И Клозе устроил так, что школьный совет стал на его точку зрения, раз прежний гимназист, чья предыстория, даже если в эти трудные и серьезные времена… не придавая, конечно, излишнего значения тому случаю, тем более что время, отделяющее… но поскольку случай был беспримерным, преподавательский состав обеих школ считает, что…
И Клозе написал письмо, носившее сугубо приватный характер. И Мальке прочитал, что Клозе не может поступать по велению своего сердца. Времена и обстоятельства, к несчастью, таковы, что опытный педагог, несущий бремя своей профессии, не вправе допустить себя до простых отеческих чувств; он просит о мужественной поддержке в духе данного учебного заведения, в старом конрадиевском духе. Он с большой охотою послушает доклад, который Мальке, надо надеяться, в самое ближайшее время и безо всякой горечи и обиды сделает в школе Хорста Весселя. Или, может быть, он, Мальке, как и подобает герою, изберет лучшую долю, то есть молчание?

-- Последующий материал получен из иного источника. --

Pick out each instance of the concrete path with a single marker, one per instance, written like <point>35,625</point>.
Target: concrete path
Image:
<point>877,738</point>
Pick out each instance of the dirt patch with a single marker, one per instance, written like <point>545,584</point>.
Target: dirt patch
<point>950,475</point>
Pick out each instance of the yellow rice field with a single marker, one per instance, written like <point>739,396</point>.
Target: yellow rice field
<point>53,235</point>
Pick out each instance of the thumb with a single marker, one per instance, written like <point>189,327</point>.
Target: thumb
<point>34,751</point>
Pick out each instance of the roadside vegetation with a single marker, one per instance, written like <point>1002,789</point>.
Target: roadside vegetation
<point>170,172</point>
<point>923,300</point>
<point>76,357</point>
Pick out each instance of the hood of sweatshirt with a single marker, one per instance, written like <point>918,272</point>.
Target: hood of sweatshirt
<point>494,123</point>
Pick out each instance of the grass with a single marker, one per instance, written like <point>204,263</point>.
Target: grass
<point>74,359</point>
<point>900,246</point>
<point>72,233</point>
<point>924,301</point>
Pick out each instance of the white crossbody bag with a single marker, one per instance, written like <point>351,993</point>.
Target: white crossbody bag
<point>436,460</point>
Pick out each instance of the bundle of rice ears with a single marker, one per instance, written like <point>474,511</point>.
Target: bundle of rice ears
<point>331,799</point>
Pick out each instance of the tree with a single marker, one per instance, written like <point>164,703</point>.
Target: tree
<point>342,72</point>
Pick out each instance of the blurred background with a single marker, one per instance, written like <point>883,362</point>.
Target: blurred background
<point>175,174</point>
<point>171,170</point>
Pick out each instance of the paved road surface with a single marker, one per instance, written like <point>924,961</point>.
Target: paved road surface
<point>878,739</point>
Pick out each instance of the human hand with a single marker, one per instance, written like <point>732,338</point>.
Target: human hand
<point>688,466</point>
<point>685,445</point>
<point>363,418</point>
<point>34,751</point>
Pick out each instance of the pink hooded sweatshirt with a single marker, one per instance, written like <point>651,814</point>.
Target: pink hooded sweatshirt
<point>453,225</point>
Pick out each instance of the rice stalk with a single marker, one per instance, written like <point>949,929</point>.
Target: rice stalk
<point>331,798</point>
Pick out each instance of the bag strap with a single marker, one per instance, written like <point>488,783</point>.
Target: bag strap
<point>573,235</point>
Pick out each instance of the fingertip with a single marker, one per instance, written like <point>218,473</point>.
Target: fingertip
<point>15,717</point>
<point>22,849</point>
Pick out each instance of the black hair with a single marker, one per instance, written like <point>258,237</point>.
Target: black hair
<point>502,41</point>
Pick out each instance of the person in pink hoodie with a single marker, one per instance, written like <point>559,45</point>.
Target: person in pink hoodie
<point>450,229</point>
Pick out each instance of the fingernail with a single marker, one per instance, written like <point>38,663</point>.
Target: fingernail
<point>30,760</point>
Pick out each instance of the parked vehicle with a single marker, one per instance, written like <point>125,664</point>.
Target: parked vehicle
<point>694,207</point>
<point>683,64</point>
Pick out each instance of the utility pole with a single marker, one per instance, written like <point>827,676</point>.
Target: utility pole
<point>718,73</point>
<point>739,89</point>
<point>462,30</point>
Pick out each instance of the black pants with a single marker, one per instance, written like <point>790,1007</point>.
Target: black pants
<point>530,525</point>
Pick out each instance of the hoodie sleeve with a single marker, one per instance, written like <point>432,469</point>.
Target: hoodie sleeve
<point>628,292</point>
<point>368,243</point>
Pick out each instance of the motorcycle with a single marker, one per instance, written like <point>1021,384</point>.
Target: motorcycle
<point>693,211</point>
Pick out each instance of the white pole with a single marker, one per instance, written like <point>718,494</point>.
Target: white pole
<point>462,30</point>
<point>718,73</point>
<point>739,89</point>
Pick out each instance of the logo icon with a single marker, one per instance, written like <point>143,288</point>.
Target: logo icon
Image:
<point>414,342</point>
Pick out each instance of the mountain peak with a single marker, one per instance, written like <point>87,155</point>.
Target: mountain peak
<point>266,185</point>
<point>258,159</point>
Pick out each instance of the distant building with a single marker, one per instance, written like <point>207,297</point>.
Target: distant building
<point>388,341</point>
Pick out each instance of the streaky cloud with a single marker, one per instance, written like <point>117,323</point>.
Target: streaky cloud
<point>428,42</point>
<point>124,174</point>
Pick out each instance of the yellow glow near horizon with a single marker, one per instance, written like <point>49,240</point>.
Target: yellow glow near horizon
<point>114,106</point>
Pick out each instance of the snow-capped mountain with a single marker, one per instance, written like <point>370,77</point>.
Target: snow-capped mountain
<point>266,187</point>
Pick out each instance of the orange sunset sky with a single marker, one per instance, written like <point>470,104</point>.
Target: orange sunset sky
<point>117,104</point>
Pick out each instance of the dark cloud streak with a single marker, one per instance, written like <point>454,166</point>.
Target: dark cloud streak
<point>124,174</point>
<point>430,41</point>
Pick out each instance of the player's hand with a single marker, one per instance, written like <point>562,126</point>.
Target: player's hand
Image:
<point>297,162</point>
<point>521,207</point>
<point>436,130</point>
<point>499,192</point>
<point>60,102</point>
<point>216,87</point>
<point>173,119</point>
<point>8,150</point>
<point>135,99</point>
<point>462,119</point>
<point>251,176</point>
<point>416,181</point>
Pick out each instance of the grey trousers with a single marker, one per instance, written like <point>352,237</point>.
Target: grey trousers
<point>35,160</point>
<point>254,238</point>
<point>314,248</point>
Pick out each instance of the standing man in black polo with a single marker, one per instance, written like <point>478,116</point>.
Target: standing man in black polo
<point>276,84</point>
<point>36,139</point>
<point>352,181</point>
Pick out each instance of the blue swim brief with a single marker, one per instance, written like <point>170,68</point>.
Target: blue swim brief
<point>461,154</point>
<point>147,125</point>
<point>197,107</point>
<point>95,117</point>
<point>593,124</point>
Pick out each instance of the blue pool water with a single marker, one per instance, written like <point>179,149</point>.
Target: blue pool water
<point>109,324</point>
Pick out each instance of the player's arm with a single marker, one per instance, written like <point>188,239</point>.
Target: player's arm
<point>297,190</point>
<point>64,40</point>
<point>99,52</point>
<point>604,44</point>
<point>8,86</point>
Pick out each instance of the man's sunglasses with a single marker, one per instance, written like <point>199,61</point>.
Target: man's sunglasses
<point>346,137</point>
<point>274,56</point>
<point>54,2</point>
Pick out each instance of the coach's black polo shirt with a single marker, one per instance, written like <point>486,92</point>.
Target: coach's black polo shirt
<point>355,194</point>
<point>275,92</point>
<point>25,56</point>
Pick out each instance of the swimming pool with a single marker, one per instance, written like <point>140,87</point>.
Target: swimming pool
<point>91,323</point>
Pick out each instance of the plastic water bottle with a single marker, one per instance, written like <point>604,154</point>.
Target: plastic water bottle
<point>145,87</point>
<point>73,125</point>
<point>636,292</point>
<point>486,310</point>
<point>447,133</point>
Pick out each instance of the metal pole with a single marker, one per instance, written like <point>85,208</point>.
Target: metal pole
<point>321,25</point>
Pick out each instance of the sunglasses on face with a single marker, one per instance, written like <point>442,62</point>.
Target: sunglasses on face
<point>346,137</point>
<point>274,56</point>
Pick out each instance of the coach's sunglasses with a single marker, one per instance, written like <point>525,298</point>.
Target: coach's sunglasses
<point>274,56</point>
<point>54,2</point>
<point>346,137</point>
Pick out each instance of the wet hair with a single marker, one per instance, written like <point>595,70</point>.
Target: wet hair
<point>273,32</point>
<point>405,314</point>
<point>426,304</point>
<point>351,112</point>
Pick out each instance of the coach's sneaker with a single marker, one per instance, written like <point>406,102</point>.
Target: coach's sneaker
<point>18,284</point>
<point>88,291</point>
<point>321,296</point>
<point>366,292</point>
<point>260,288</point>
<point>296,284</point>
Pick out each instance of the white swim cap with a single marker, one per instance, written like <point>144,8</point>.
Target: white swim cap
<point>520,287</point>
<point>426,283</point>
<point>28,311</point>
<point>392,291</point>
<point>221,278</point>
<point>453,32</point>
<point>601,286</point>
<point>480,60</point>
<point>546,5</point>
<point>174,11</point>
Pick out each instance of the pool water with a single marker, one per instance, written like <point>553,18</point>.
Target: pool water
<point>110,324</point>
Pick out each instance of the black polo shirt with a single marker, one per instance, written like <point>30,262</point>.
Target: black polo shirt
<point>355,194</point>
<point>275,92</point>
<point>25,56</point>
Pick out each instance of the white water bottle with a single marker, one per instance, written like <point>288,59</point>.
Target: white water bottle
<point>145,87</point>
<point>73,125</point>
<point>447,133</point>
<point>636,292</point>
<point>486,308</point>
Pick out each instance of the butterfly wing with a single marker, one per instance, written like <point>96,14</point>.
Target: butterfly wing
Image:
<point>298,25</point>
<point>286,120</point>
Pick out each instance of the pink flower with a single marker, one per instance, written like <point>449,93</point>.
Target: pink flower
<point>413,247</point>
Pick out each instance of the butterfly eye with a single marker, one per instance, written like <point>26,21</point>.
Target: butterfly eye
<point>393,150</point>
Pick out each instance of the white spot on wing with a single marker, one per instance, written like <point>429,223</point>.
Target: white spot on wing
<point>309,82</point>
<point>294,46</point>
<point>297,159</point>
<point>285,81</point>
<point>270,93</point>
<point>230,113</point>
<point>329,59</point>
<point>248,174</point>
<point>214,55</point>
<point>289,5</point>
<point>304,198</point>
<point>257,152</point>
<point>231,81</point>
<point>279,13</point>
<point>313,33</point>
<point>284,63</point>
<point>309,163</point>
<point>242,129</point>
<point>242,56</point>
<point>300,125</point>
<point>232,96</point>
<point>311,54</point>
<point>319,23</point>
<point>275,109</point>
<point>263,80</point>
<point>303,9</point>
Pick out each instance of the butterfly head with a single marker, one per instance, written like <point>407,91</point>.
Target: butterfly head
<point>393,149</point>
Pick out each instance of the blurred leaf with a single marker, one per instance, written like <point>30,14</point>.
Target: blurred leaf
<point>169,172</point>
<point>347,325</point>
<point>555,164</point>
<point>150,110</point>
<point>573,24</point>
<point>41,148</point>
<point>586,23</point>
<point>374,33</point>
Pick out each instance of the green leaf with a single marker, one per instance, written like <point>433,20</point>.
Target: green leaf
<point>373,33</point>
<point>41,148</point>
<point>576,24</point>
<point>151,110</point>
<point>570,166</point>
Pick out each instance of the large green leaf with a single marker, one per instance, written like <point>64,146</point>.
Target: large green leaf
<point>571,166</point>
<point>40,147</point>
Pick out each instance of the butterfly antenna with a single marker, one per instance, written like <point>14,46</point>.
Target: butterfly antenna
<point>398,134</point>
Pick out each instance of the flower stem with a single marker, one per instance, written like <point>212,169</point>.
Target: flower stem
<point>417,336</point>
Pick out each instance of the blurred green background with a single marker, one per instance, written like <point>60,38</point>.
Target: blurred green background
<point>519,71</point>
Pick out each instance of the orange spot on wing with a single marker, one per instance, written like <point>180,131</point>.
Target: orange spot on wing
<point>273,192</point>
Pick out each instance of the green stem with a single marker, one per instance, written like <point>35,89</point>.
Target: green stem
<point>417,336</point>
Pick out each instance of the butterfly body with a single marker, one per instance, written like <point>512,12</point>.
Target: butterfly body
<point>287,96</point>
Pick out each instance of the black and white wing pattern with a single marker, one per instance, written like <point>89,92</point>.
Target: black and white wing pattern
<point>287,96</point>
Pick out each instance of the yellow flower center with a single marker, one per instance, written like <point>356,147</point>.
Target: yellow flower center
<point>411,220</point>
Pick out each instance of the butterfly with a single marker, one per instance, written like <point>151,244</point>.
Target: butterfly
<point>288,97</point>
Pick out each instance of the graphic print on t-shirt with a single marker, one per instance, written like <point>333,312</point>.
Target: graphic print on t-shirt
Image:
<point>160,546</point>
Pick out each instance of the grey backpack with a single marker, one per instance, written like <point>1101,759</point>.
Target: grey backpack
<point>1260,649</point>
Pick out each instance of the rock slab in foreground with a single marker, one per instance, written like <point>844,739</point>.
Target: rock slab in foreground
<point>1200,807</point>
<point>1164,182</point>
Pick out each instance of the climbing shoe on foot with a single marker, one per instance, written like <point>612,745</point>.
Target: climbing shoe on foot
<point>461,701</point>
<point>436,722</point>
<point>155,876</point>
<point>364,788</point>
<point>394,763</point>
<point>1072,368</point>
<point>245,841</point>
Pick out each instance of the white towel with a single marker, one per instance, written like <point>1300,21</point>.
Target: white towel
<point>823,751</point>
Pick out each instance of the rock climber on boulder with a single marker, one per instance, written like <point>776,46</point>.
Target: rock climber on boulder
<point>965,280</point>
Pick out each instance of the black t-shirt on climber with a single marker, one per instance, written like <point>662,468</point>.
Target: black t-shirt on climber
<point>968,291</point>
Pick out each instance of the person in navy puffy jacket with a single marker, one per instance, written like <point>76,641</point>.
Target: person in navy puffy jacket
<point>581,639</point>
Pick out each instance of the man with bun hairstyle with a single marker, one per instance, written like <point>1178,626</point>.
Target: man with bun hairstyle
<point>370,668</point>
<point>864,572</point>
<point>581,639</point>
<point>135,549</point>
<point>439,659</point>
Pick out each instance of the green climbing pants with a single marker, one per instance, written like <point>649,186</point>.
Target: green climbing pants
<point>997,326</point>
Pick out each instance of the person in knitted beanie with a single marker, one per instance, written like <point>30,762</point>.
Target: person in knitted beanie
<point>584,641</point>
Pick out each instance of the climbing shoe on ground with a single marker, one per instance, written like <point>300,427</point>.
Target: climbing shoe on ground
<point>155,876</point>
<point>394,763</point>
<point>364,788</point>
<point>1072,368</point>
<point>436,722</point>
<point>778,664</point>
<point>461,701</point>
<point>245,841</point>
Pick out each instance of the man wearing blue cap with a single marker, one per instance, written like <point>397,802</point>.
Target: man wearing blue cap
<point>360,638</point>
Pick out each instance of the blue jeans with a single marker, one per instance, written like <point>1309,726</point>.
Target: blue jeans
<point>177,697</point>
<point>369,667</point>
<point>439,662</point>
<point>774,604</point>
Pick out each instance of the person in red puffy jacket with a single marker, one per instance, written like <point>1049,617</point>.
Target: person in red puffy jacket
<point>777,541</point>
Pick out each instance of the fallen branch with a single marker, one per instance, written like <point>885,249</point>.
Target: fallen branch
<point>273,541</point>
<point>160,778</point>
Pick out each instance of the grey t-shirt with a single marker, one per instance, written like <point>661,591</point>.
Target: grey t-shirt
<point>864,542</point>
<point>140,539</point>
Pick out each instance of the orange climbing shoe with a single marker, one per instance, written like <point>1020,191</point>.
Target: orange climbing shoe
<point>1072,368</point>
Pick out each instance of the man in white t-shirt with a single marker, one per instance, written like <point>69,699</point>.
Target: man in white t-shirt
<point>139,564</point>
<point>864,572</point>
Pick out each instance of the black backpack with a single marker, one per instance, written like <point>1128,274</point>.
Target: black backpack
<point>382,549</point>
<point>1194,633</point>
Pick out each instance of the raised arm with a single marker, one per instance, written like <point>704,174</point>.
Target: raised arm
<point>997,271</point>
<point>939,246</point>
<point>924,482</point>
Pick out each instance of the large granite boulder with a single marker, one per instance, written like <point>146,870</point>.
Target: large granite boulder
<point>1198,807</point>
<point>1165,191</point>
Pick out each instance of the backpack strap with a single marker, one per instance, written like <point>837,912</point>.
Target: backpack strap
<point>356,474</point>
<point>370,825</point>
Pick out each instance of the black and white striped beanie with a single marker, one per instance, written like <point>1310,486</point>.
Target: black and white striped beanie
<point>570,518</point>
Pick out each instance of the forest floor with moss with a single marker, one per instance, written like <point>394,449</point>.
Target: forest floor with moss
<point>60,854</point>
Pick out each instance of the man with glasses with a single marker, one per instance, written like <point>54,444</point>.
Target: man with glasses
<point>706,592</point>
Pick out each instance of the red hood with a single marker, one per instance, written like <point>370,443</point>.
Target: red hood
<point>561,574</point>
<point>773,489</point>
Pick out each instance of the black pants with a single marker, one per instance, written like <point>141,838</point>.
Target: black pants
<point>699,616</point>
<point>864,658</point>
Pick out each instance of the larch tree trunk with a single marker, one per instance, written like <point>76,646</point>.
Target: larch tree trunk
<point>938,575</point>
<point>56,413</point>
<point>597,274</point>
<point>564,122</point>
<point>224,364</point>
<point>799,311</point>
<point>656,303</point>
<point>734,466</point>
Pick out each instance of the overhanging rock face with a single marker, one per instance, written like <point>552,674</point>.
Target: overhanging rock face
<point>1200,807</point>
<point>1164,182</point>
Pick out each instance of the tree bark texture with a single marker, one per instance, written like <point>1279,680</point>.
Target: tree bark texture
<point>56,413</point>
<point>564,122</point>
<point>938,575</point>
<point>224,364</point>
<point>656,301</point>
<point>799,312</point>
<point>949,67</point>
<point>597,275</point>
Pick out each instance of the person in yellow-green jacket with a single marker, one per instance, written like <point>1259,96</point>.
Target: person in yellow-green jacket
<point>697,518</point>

Но Великий Мальке уже шел по аллее, похожей на аллею дворцового парка в Оливе, которая была темна, как туннель, изобиловала шипами, так что птицы не садились на сплетавшиеся вверху ветви, не имела боковых дорожек и тем не менее была лабиринтом. Он спал целые дни напролет, играл в «мельницу» с теткой или, с виду бездеятельно, дожидался конца отпуска, а по ночам крался вместе со мною — я всегда по его пятам, никогда впереди, редко рядом, — сквозь лангфурскую ночь. Мы не блуждали бесцельно, а прочесывали благородно тихую, покорившуюся предписаниям противовоздушной обороны Баумбахаллее, где водились соловьи и жил директор Клозе. Я, усталый, прямо в его обтянутую мундиром спину:
— Брось ерундить. Смотри, как бы не всыпаться. Ну что тебе далась эта история. Каких-нибудь два дня отпуска всего-навсего и осталось. Погоди, сколько ты еще в отпуску? Брось эту ерунду…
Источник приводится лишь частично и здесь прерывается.